Daily bit(e) of C++ | N-Queens
Daily bit(e) of C++ #58, The common interview problem: N-Queens
Given the number of queens, solve the N-queen problem.
I.e. produce all possible placements of queens where no queens are attacking each other (each queen is on a unique column, row, and diagonals).
Output the result as a vector of solutions, where each solution is a vector of the column positions of the queens.
For example, for the above, the output would be: {{1,3,0,2}, {2,0,3,1}}.
Before you continue reading the solution, I encourage you to try solving it yourself. Here is a compiler explorer link with a couple of test cases: https://compiler-explorer.com/z/EvK7hEsf4.
Solution
From the big-O perspective, there isn’t much we can do. We need to iterate over all possible solutions, and if we do it in an ordered manner, we end up with O(n!) (the first queen has n available column positions, the second has n-1, and so on).
The problem, therefore, turns into the problem of doing this efficiently. Checking whether a column is occupied is easily done with a vector of booleans. To do the same with diagonals, we need to make an observation.

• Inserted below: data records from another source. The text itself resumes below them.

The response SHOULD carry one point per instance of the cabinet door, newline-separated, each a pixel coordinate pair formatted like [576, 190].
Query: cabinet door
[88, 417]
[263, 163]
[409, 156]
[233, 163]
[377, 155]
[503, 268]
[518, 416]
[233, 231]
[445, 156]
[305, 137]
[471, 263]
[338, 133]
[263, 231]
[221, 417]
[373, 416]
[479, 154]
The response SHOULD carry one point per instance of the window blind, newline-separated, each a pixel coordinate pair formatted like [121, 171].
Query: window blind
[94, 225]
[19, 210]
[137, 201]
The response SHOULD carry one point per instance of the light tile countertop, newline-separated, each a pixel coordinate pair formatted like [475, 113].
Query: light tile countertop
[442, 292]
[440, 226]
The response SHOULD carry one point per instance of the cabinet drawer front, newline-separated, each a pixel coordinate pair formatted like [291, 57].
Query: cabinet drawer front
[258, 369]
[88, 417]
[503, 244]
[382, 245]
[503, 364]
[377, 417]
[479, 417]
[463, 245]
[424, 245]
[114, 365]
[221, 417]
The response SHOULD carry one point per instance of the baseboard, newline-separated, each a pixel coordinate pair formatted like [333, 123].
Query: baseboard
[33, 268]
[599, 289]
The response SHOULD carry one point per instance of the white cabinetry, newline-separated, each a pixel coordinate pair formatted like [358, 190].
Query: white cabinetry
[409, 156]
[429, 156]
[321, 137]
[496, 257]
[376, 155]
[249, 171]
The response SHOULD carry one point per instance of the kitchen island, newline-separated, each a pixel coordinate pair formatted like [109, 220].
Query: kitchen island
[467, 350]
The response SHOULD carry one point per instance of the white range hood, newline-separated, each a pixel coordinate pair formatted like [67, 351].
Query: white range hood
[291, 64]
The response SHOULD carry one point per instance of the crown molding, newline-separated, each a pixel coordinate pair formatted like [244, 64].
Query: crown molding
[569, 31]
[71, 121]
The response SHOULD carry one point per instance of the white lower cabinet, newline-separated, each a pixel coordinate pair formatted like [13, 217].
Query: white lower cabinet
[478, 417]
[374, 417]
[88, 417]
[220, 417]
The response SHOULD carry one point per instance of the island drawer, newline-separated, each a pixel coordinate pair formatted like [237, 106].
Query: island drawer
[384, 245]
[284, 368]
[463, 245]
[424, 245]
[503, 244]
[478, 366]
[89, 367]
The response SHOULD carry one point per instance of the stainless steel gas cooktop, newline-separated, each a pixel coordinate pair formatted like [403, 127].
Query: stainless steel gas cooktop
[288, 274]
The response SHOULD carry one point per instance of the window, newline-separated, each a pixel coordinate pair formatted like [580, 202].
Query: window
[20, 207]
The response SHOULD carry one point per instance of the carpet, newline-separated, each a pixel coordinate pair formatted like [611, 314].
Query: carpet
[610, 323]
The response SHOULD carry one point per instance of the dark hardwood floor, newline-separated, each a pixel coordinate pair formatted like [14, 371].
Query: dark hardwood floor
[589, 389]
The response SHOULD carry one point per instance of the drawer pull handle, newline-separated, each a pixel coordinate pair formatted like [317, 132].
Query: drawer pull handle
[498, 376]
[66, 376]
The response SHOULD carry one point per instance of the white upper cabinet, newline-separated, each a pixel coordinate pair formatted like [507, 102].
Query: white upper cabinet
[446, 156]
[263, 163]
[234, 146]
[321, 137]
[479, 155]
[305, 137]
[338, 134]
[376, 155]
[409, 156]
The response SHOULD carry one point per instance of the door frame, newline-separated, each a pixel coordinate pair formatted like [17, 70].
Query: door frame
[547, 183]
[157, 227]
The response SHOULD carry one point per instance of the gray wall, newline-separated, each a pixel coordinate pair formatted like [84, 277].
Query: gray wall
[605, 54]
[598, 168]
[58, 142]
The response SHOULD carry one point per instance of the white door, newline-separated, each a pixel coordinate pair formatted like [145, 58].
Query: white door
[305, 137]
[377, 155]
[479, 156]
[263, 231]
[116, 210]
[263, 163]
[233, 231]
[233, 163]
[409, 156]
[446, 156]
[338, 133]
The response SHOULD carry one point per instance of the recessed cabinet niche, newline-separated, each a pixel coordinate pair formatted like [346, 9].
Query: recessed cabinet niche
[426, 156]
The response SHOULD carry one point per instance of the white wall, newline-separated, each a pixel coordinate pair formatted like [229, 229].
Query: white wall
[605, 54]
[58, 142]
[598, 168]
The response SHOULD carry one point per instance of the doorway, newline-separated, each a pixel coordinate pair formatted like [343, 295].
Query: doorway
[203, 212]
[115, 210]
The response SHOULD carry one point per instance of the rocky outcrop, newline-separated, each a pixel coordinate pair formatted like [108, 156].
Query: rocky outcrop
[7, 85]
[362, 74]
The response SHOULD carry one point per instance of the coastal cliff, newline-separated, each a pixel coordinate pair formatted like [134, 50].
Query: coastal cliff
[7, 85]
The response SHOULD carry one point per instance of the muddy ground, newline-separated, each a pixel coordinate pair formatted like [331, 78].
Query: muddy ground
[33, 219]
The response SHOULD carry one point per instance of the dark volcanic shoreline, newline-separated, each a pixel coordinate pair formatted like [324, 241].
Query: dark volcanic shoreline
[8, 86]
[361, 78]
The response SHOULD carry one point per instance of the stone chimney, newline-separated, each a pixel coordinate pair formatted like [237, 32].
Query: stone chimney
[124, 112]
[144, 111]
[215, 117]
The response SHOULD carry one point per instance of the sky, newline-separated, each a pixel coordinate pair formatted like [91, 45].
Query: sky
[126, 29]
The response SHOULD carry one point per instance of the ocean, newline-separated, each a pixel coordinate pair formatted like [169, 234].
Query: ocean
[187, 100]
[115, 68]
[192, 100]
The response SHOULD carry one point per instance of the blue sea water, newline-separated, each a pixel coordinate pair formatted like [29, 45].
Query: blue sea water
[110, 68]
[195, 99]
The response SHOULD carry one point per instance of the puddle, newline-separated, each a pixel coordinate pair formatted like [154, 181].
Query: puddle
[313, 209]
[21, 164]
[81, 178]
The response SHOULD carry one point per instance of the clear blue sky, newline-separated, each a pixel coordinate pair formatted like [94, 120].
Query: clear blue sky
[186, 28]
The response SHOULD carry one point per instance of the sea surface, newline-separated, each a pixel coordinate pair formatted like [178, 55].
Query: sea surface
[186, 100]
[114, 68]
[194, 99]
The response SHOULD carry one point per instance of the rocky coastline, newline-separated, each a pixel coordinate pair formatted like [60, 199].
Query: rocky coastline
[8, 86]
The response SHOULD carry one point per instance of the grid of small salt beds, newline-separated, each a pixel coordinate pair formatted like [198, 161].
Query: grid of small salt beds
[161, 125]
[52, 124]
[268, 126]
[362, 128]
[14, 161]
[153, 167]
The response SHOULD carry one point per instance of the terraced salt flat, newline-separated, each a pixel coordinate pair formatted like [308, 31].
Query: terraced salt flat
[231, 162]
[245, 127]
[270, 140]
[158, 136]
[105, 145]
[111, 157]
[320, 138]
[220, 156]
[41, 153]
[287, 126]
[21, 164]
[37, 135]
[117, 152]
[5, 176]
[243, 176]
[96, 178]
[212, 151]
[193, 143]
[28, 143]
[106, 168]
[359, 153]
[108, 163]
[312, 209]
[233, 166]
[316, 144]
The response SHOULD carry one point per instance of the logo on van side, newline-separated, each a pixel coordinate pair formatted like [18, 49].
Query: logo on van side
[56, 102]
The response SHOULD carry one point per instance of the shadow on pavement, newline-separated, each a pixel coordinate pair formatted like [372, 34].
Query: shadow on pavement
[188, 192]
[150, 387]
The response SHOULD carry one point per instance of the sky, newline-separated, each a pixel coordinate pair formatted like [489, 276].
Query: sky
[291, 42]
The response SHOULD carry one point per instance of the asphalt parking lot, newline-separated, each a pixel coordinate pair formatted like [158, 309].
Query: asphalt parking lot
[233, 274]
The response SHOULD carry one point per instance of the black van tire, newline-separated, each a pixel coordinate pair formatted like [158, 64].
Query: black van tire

If we take the difference between the row and column index, the diagonals will end up with the same values; therefore, we can index using this value and again easily keep track of the occupied diagonals. And we can use a very similar logic for orthogonal diagonals, this time using the sum of the row and column.
We can wrap this logic into a helper, from which we will need the check (whether a row and column combination is still feasible) and two methods to (un)mark a given row and column combination as occupied.
The rest of the problem is a straightforward depth-first search/backtracking algorithm.
This problem is also a good opportunity to explore the difference between dynamic and static approaches. In our solution, we take the size of the problem as a function argument. If we switch the size to a compile-time constant, we can gain a non-trivial amount of performance.
We can keep our DFS part of the solution the same but switch the State to a static one using std::array and std::bitset.
This simple change is responsible for ~1.5x speedup.